On the same day, the IEA announced a coordinated effort to release oil from various strategic oil reserves in an effort to lower prices, which in fact happened.

The above analysis still stands: there are short-term issues that are hitting oil prices, but longer term supply and demand are still incredibly tight. Professor Hamilton summed up the basic issue in his article on the release:

In any case, the deed is now done, and the IEA has run an interesting experiment for us in how oil markets function. But I would recommend against further SPR sales, regardless of the final outcome of the current effort. The reason is that I see the long-run challenge of meeting the growing demand from the emerging economies as very daunting, and in my mind is the number one reason we're talking about an oil price above $100/barrel in the first place.

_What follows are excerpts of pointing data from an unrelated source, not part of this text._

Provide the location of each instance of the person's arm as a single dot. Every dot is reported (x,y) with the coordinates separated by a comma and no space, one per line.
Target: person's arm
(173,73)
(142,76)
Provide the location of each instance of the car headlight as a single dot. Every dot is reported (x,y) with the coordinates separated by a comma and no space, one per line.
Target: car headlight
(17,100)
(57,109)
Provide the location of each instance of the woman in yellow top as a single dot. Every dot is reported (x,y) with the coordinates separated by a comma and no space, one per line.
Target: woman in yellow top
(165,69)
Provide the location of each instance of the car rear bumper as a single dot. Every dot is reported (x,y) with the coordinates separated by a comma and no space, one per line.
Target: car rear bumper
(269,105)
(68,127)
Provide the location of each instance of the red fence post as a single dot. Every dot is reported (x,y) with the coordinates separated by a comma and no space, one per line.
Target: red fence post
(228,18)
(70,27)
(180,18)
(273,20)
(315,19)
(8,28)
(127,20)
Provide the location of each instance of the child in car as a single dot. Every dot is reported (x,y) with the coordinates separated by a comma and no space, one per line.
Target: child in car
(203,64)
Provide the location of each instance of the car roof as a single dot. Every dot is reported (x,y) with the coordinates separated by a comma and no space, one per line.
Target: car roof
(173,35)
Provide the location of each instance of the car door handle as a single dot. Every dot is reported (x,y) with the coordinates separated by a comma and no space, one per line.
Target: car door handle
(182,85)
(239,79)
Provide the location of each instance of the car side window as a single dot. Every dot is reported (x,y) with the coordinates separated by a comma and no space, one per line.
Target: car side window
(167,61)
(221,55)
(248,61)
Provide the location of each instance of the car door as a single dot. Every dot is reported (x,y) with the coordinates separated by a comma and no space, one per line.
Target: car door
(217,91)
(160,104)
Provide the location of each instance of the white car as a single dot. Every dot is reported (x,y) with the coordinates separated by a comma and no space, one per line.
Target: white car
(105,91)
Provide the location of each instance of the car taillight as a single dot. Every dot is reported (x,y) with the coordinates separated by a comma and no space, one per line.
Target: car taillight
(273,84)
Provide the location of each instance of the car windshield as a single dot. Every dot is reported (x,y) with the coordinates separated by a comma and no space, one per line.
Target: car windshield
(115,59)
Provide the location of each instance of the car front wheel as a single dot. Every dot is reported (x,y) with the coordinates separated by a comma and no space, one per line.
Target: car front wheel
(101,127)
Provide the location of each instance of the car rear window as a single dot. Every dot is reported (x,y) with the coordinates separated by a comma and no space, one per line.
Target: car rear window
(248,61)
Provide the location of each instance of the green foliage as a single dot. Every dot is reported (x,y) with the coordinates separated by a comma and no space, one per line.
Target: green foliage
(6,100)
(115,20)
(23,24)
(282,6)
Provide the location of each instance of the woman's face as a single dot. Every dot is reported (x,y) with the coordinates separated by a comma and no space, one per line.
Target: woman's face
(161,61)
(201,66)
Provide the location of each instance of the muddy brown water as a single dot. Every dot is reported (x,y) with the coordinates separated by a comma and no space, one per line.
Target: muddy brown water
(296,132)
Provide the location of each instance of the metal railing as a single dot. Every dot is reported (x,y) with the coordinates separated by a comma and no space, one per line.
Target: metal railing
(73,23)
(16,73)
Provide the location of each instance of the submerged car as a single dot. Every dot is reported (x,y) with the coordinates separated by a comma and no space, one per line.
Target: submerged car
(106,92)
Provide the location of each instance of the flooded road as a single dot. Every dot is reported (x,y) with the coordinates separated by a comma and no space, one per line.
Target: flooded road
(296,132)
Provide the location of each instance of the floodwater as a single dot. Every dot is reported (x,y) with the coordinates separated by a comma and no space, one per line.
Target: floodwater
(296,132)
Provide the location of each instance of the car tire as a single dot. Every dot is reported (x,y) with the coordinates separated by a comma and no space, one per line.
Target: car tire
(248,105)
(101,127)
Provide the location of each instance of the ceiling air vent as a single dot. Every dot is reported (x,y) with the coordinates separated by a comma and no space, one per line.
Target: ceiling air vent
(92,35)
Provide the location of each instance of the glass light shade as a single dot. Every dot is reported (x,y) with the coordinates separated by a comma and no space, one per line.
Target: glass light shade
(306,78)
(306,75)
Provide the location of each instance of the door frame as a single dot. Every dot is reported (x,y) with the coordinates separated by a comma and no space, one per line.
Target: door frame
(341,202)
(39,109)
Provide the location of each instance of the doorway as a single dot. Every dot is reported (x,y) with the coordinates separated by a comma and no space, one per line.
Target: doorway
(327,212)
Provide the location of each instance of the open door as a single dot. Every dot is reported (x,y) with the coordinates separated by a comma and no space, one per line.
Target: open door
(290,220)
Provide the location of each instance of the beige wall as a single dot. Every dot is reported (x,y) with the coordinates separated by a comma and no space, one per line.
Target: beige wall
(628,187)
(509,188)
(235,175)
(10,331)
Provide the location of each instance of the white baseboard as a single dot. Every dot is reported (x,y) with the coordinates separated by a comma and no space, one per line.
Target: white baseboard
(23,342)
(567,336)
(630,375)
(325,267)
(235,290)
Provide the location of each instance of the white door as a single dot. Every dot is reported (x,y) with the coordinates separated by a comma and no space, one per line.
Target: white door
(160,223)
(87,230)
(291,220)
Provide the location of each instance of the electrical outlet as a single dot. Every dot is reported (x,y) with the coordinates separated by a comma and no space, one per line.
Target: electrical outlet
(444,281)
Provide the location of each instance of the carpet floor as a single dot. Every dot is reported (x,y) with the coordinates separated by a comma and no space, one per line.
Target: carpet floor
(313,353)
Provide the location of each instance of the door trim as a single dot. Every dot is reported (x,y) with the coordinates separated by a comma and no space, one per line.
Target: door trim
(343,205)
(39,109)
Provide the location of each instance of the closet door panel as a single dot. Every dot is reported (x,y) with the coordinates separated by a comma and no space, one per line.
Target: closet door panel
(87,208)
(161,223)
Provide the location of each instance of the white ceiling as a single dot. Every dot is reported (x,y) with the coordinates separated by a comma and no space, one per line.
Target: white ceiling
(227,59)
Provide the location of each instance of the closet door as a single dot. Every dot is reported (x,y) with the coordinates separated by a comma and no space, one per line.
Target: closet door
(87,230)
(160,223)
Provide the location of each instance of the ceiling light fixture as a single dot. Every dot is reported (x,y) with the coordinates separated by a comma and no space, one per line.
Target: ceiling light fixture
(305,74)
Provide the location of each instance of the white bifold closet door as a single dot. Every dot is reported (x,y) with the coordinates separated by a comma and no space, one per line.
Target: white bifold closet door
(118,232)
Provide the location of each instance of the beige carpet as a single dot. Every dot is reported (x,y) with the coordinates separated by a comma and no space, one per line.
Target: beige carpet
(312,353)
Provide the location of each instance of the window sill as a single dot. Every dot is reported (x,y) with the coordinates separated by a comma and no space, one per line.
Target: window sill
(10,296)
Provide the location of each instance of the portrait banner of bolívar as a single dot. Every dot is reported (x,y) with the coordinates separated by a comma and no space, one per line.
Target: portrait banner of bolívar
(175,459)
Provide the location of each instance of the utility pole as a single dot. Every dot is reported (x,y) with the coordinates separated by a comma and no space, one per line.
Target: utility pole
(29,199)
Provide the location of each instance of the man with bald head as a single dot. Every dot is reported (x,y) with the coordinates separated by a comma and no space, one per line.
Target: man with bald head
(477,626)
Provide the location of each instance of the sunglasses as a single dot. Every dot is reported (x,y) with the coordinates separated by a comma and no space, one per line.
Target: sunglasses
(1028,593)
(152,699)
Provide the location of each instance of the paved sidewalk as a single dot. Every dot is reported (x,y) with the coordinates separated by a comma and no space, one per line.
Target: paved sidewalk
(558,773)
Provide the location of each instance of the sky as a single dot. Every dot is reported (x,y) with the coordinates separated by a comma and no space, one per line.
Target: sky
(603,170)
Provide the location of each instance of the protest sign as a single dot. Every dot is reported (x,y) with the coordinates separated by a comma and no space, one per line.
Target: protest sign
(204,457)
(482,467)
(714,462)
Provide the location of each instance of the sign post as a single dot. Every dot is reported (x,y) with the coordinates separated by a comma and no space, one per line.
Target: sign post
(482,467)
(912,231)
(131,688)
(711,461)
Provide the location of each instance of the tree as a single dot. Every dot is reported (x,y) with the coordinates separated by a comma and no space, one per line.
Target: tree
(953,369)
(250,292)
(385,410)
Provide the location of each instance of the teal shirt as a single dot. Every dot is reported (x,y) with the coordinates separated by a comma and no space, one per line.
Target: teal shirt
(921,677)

A one-time release from the SPR, or even a series of releases until the SPR runs dry, does nothing whatever to address those basic challenges.

And the growing demand from emerging markets is the primary underlying force in the oil market right now, which I believe is putting a floor under oil prices.

That being said, let's take a look at the chart:

The price chart is still negative. All the EMAs are moving lower and prices have been using the EMAs are technical resistance. Also notice that the EMAs have fanned out, obtaining a bit of distance from each other. The MACD is also weak; it's in negative territory and has shown little advance over the last month. However, it is about to give a buy signal.

My long-term prediction for oil is for prices to again move higher and stay there because of the macro level supply/demand situation (see the link above for the charts). However, right now the chart has to move through a fair amount of technical resistance. Prices have to advance through the EMAs and several resistance levels. I would give prices through July or mid-August to accomplish that feat before moving into higher territory.